Visiting the Commonwealth War Cemetery at El Alamein, wearing boots and football socks, was profoundly moving. Contemplation among all the neat rows of headstones; perpendicular blocks, each engraved with a ‘Rising Sun’ shield and a string of names, ranks, units, ages and fatal dates.
Most were no older than the 44 footballers who’ll take the field this Sunday night.
Australian men, who had travelled so far to fall in such sparse country, now entombed forever in soil the colour of cinnamon. They were buried as they fought: together, in four plots on the western flank, nearest the front line with the Axis forces. Australia’s heroic Ninth Division comprised about 10 per cent of the Eighth Army’s strength, yet accounted for more than one-in-five of its casualties.

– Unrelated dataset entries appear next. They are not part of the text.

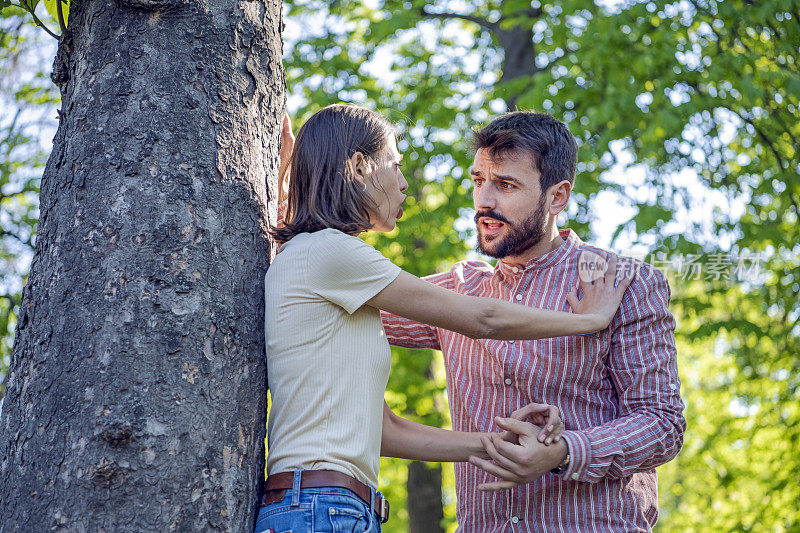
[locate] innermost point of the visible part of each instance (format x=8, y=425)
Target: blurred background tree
x=687, y=118
x=28, y=102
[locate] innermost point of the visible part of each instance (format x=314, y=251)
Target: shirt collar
x=553, y=257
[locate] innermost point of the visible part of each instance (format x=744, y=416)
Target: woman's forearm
x=409, y=440
x=506, y=321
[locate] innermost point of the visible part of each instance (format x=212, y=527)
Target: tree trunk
x=519, y=59
x=424, y=485
x=137, y=388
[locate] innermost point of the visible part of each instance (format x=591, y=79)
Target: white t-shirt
x=328, y=359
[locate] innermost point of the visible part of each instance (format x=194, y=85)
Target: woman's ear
x=360, y=167
x=559, y=194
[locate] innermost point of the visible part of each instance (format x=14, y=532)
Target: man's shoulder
x=645, y=272
x=470, y=269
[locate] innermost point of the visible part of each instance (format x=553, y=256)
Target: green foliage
x=26, y=92
x=57, y=9
x=704, y=88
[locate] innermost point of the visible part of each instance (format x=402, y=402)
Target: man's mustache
x=491, y=214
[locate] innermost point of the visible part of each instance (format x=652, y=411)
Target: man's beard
x=518, y=238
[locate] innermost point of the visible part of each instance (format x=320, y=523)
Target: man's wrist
x=563, y=463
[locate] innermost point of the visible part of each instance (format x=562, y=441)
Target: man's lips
x=400, y=211
x=490, y=225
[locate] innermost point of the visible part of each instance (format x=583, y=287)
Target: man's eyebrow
x=511, y=179
x=501, y=177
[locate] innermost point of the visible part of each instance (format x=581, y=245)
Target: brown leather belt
x=324, y=478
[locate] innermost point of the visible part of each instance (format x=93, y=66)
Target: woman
x=328, y=358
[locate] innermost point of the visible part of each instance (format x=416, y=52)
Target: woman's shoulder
x=329, y=238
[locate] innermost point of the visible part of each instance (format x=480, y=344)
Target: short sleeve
x=347, y=271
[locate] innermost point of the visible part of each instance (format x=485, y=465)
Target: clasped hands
x=529, y=445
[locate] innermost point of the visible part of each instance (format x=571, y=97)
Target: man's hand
x=546, y=416
x=515, y=464
x=287, y=145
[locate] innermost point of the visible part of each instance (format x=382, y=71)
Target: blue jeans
x=315, y=510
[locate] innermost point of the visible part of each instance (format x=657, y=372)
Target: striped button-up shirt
x=618, y=392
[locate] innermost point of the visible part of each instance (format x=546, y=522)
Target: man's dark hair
x=548, y=141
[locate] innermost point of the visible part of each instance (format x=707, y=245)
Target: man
x=618, y=390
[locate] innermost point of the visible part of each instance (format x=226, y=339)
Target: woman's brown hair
x=323, y=191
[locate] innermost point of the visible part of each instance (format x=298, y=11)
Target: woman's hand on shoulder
x=600, y=295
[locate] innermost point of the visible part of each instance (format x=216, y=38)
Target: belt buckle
x=384, y=514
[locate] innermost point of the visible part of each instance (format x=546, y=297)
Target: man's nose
x=483, y=198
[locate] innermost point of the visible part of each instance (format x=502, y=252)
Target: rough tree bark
x=136, y=394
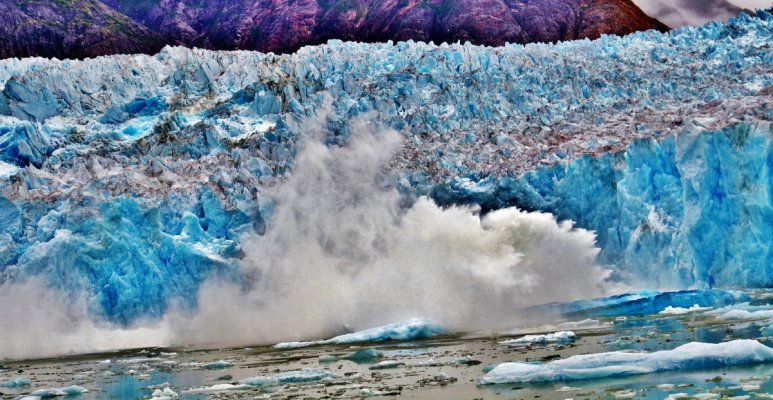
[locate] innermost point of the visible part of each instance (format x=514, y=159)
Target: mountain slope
x=69, y=28
x=286, y=25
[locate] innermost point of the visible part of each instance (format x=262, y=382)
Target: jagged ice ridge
x=132, y=178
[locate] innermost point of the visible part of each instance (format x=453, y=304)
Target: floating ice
x=165, y=393
x=57, y=392
x=557, y=337
x=413, y=329
x=15, y=382
x=365, y=355
x=617, y=364
x=387, y=364
x=178, y=147
x=648, y=302
x=681, y=310
x=299, y=376
x=745, y=315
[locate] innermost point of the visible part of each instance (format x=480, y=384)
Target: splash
x=341, y=254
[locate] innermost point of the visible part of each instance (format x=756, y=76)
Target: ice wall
x=132, y=178
x=694, y=209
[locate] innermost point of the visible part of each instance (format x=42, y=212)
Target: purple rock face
x=283, y=26
x=70, y=28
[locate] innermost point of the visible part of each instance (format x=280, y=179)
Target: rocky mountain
x=70, y=28
x=285, y=25
x=83, y=28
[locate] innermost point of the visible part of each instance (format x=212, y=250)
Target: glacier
x=133, y=179
x=693, y=355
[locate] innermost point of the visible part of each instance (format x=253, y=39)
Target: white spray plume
x=340, y=254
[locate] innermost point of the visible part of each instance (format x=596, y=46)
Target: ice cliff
x=132, y=178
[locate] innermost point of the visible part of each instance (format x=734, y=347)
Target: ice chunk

Of the 7970 men buried, 1234 are Australian, with a further 655 chiselled in limestone in a cloister honouring Allied servicemen who “died fighting on land or in the air where two continents meet and to whom the fortune of war denied a known and honoured grave”.
Lest we forget? I deplore the idea of war and am often uneasy about its commemoration – too often the remembrance turns into flag-waving nationalism, turns into xenophobia, turns into misguided loyalties – but I can never forget the young men of the Australian “Ninth Div”, buried in such dreadful numbers in shifting sands in a faraway land.
A mood of melancholia has taken hold, again.
Times like these, I need to chop wood.
Or I need our football team to win, letting the spirits sing again.
I’ll be at the game on Sunday night, my first for the season. It shall not be my last.